I guess I was left alone after sixth grade, wandering my way.
You believed in me, offered up openings and let me say
what I would and delve into the sun and world and stay
and even you ended up with the lecture that betrays.
I wrote I hate because I was writing a friend's words and heart.
You asked me who I would be and even then I wanted all, a dart
where you wanted a girl to trudge through all scientific dirt
while you rode the airplanes and dumped the bombs and let off farts.
The alien chart given to us by the friend with death in his eyes
turned into a get after her and steal her gift away, mini-size
combat world I have entered, perhaps I don't want to see
that my skin and bones won't take the abuse and slip free.

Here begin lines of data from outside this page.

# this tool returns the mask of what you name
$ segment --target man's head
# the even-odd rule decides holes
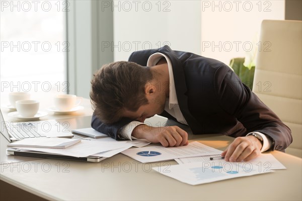
[[[112,124],[122,117],[143,121],[162,112],[165,97],[157,92],[153,80],[148,67],[127,61],[104,65],[91,81],[90,98],[96,116]]]

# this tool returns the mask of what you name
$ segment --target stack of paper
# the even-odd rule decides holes
[[[176,158],[220,154],[222,152],[198,142],[187,146],[164,147],[154,146],[130,149],[122,153],[142,163],[173,160]]]
[[[79,143],[79,139],[61,138],[26,138],[7,145],[9,147],[39,147],[65,149]]]

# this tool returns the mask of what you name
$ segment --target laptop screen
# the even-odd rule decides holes
[[[7,128],[6,124],[7,122],[4,121],[4,119],[2,116],[2,112],[0,110],[0,133],[6,138],[9,142],[11,142],[11,137],[9,134],[8,129]]]

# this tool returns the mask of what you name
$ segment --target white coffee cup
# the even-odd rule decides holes
[[[36,100],[21,100],[16,102],[16,108],[23,117],[33,117],[39,110],[40,102]]]
[[[72,94],[58,94],[54,97],[54,106],[60,111],[68,111],[81,103],[82,97]]]
[[[12,92],[9,94],[9,99],[11,105],[16,108],[16,101],[30,99],[30,93],[27,92]]]

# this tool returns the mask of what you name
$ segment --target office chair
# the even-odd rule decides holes
[[[264,20],[253,91],[291,130],[287,153],[302,157],[302,21]]]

You told me it was trash, imagination, you whose directions I embraced,
tall as my father, kind in punishment with paddle, food for an ace,
do what I can, make the baskets and short end instead of lace
but even then I crocheted for quiet and the ending of days.
How can I choose one star when there are minds that blink into focus
you were the exhaust shoot that let me fly without hocus pocus
I thought I had a community who could let me be without fuss
instead I became the joke who you could goad into a cuss.
Stars are supposed to offer a route into the future
I only have my mind and the heart break of needed sutures
I have Gandhi and Buddha and they hold my hands as lures
to study silence, and Pink Floyd to cuddle but not reassure.
So why is the man with a paddle and heart my only star?
Outside I am compliant and you're happy with her
but inside I am defiant that you have not seen me soar
because I am the murk you want to avoid for a lark.
Betrayals hurt the heart by ignoring the soul's worth.
Betrayals hurt the mind by ignoring the leaps of birth,
Betrayals hurt the soul by closing doors into endless hurt.
My stars always hurt me so I always restart.
I am still alone following the paths who clarity offer hope
and alone because my web of life is so immense I'm a dope
and alone because the daily bread tastes too much like soap,
when the quiet of peace and dark blue earns my truest troth.